Another yacht club existed in Taussat in the beginning of the 20th century. The Yachting-Club de Taussat (YCT) was registered on 11 February 1901, as affiliated to the Yachting-Club d'Arcachon; each of the two clubs was a regular member of the other, sending a delegate to the respective club's general assembly, but the two clubs were managed in total independence.

The statutes of YCT contain a description, with images, of the club's emblems.
The flag of YCT is "a red square, a blue cross and red letters". The drawing placed just below the written description shows a rectangular white flag quartered by a blue saltire, in the respective quarters the letters "Y", "T", and "C", and an anchor, all red.
The burgee of YCT is "of triangular shape, a white background, a blue compass and red letters". The drawing placed just below the written description shows a white pennant with a blue chevron, along the hoist the red letters "YC" placed vertically, at fly a red letter "T". The dimensions of the burgee are given as 0,50 m x 0.90 m for a 10-ton boat; "the owners of yachts below 10 tons can proportionate the dimensions of the burgee at their own will, depending on the size of the boat". A side note says that a template burgee for a 10-ton boat is available at the seat of the yacht club.

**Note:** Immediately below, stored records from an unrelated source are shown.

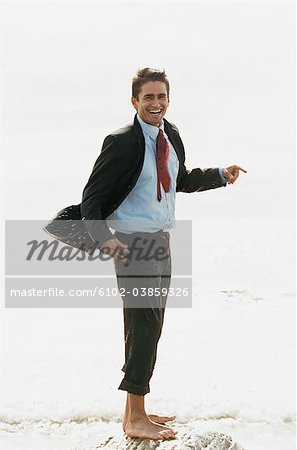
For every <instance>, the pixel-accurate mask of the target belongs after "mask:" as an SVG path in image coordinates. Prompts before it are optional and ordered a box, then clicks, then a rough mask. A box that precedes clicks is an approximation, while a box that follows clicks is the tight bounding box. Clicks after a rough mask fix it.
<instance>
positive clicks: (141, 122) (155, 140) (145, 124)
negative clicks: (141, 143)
mask: <svg viewBox="0 0 297 450" xmlns="http://www.w3.org/2000/svg"><path fill="white" fill-rule="evenodd" d="M137 120H138V122H139V123H140V126H141V129H142V131H143V134H147V135H148V136H149V137H150V138H152V139H153V140H154V141H156V139H157V137H158V134H159V128H160V129H161V130H162V131H163V132H164V120H163V119H162V121H161V125H160V127H159V128H158V127H155V126H154V125H149V124H148V123H145V122H144V121H143V120H142V119H141V118H140V116H139V114H137Z"/></svg>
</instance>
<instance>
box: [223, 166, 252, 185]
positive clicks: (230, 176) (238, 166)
mask: <svg viewBox="0 0 297 450" xmlns="http://www.w3.org/2000/svg"><path fill="white" fill-rule="evenodd" d="M227 170H228V173H229V177H228V183H229V184H234V183H235V181H236V180H237V178H238V177H239V171H242V172H244V173H247V171H246V170H245V169H244V168H243V167H240V166H236V165H233V166H230V167H228V168H227Z"/></svg>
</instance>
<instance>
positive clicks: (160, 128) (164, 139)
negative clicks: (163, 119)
mask: <svg viewBox="0 0 297 450" xmlns="http://www.w3.org/2000/svg"><path fill="white" fill-rule="evenodd" d="M159 139H162V140H163V141H166V139H165V136H164V132H163V130H161V128H159V133H158V136H157V140H159Z"/></svg>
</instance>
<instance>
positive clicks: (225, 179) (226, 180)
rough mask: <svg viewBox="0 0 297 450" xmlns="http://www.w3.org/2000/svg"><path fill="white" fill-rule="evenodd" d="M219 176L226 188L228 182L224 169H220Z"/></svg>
mask: <svg viewBox="0 0 297 450" xmlns="http://www.w3.org/2000/svg"><path fill="white" fill-rule="evenodd" d="M219 174H220V177H221V180H222V183H223V184H224V186H226V185H227V181H228V180H227V178H225V177H224V175H223V169H222V167H219Z"/></svg>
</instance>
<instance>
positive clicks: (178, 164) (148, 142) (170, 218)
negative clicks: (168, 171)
mask: <svg viewBox="0 0 297 450" xmlns="http://www.w3.org/2000/svg"><path fill="white" fill-rule="evenodd" d="M137 120H138V121H139V123H140V126H141V129H142V132H143V135H144V140H145V155H144V163H143V167H142V171H141V173H140V176H139V178H138V180H137V182H136V184H135V186H134V188H133V189H132V191H131V192H130V193H129V194H128V195H127V197H126V198H125V199H124V201H123V202H122V203H121V204H120V206H119V207H118V208H117V209H116V210H115V211H114V212H113V213H112V214H110V215H109V216H108V217H107V219H106V223H107V225H108V226H109V227H110V228H112V229H114V230H116V231H120V232H122V233H135V232H138V231H142V232H147V233H154V232H156V231H158V230H161V229H163V228H173V227H174V226H175V215H174V214H175V196H176V179H177V174H178V169H179V161H178V157H177V154H176V152H175V150H174V148H173V146H172V144H171V142H170V141H169V139H168V136H167V135H166V133H165V132H164V122H163V120H162V122H161V124H160V128H161V130H162V131H163V132H164V136H165V139H166V140H167V142H168V144H169V160H168V171H169V175H170V179H171V183H170V189H169V192H165V191H164V189H163V186H162V185H161V194H162V199H161V201H160V202H159V201H158V199H157V170H156V168H157V165H156V140H157V136H158V133H159V128H158V127H155V126H153V125H149V124H147V123H145V122H144V121H143V120H142V119H141V118H140V117H139V115H138V114H137ZM220 175H221V178H222V181H223V183H226V179H225V178H224V177H223V175H222V169H220Z"/></svg>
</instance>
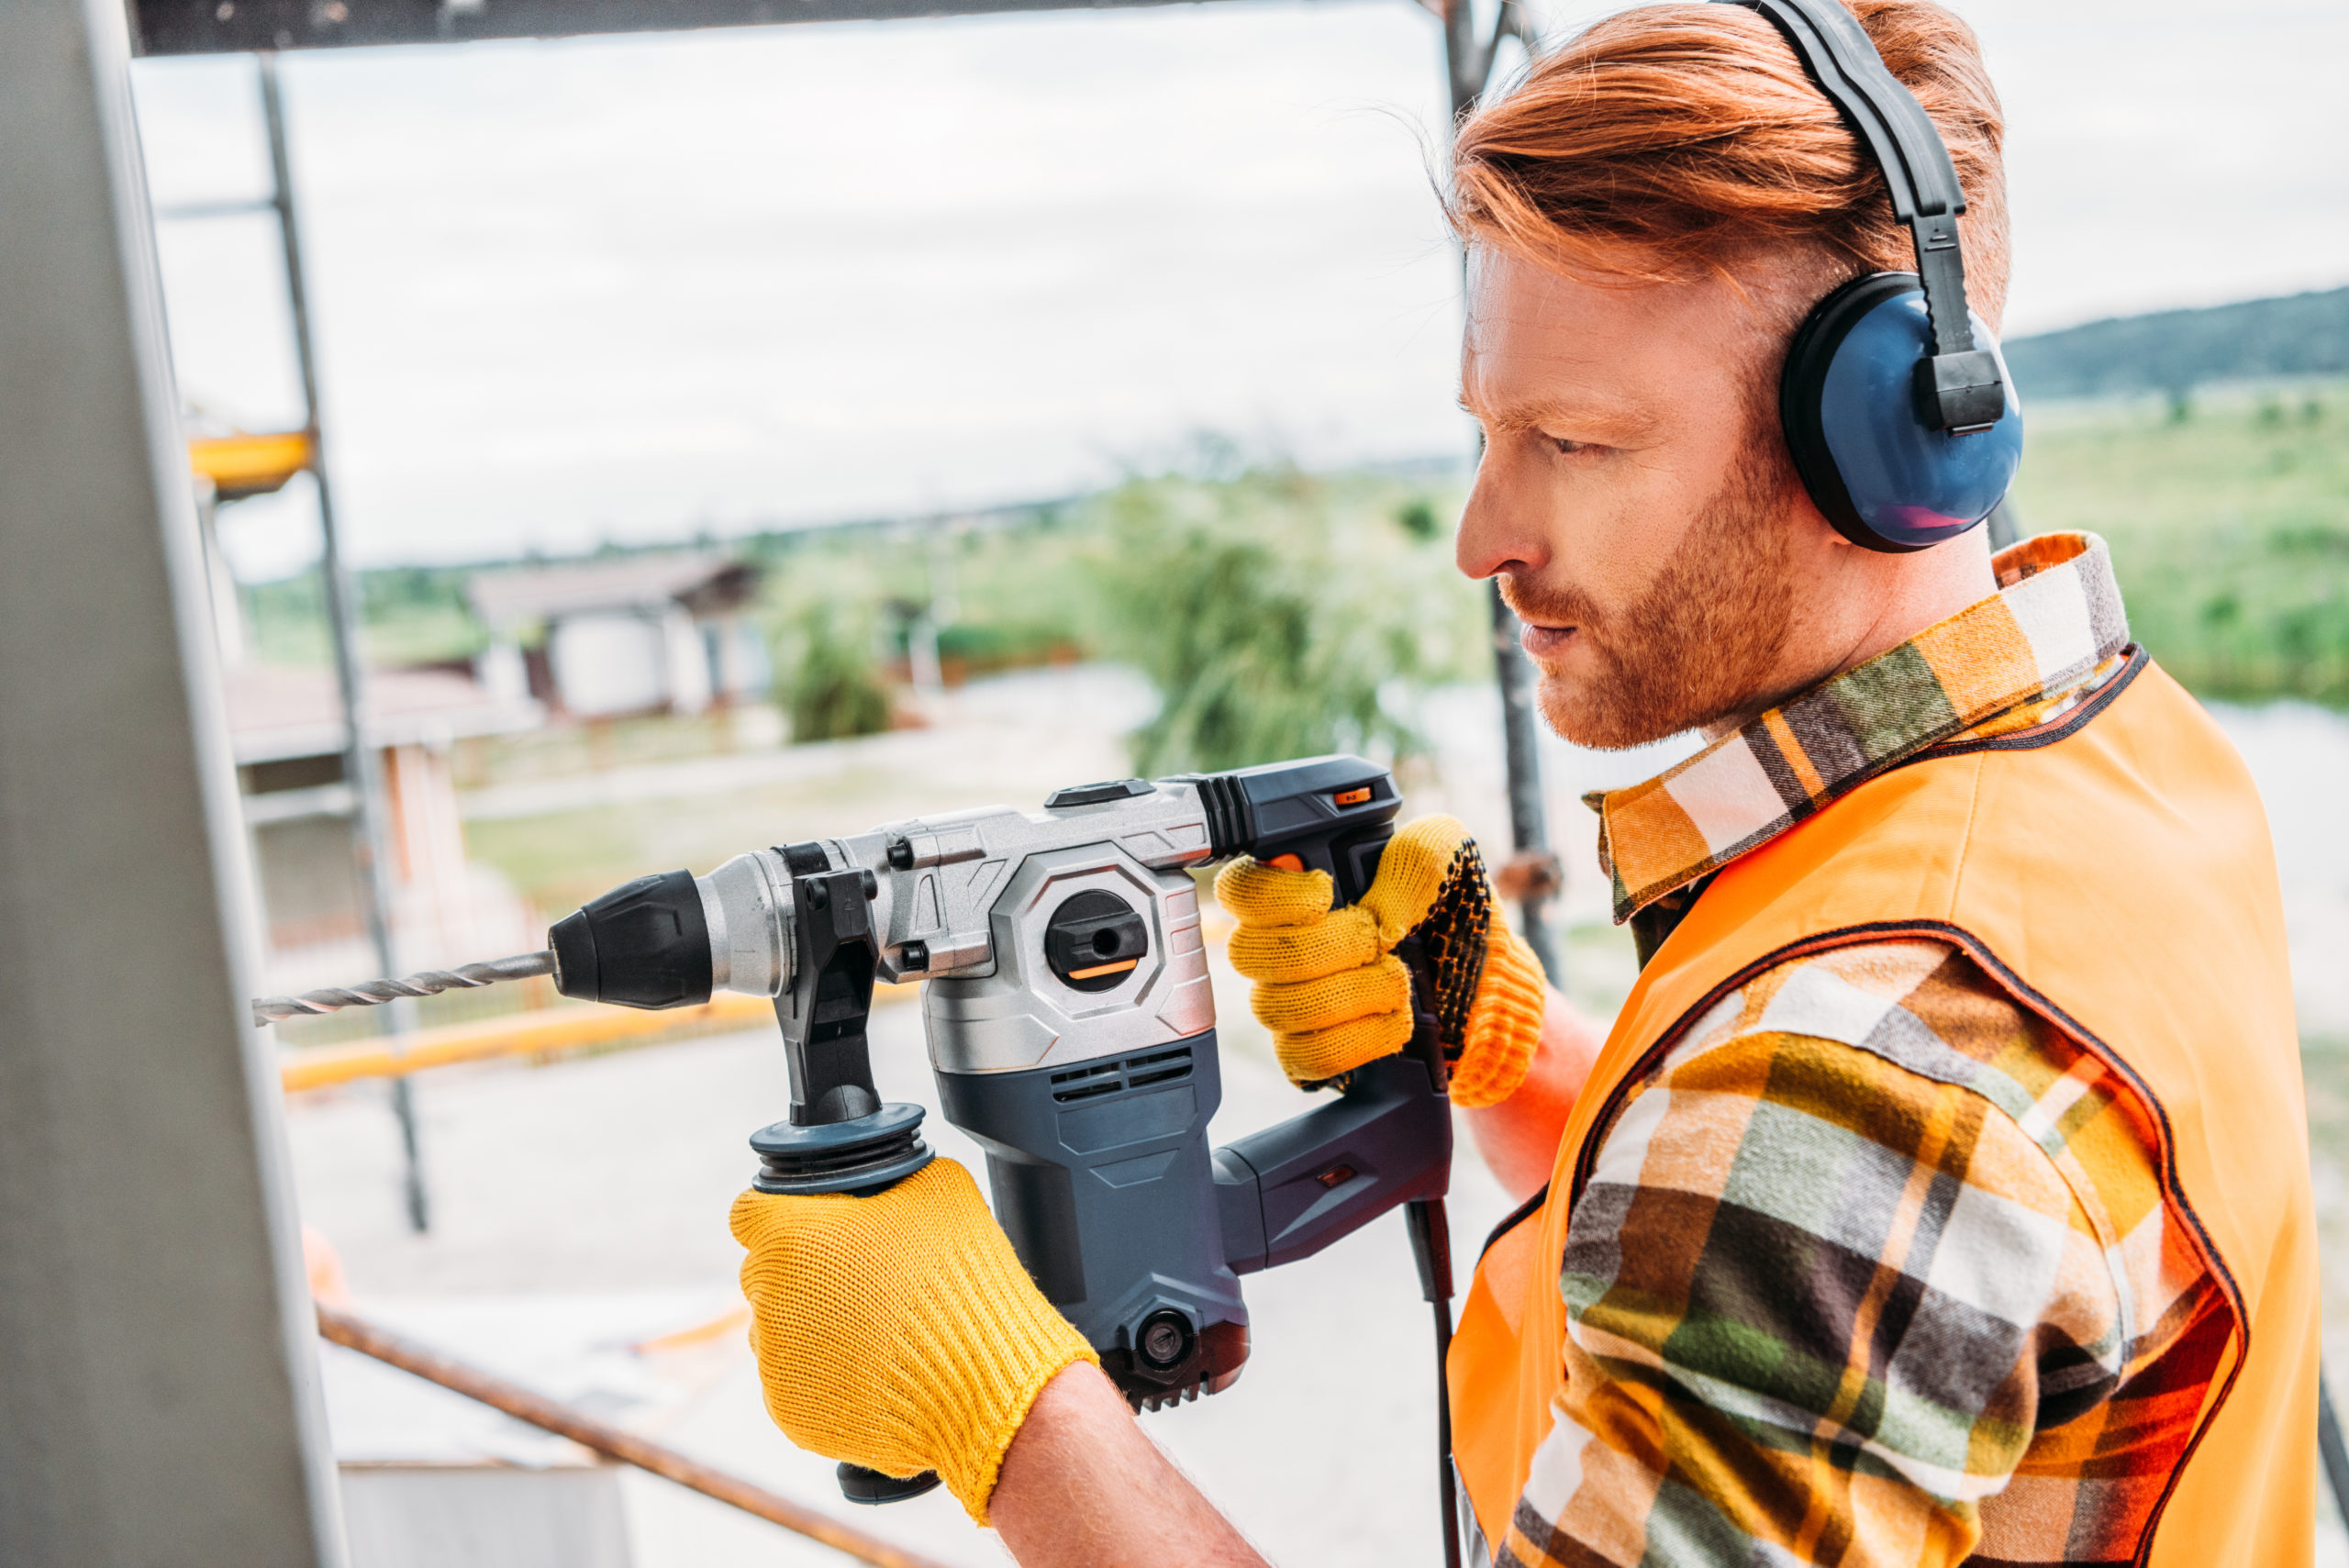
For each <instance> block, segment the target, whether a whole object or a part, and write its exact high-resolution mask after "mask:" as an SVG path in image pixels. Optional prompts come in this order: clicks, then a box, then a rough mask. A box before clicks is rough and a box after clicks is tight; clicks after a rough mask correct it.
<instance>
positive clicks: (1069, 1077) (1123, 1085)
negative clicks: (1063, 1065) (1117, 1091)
mask: <svg viewBox="0 0 2349 1568" xmlns="http://www.w3.org/2000/svg"><path fill="white" fill-rule="evenodd" d="M1123 1087H1125V1084H1123V1082H1120V1080H1118V1063H1113V1061H1095V1063H1088V1066H1083V1068H1069V1070H1066V1073H1055V1075H1052V1099H1057V1101H1059V1103H1064V1106H1066V1103H1069V1101H1090V1099H1095V1096H1097V1094H1116V1091H1118V1089H1123Z"/></svg>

A postcard shows the club's flag hoisted on the beach of Taussat.

Oddly enough, Article 1.4 of the Statutes prescribe that all members should be of French nationality. We know that at the same time, the Club Nautique de Nice welcomed foreign members.
Article 3.3 say that only the regular members of the club, thus excluding honorary and benefactor members, are allowed to use the club's burgee on their yacht.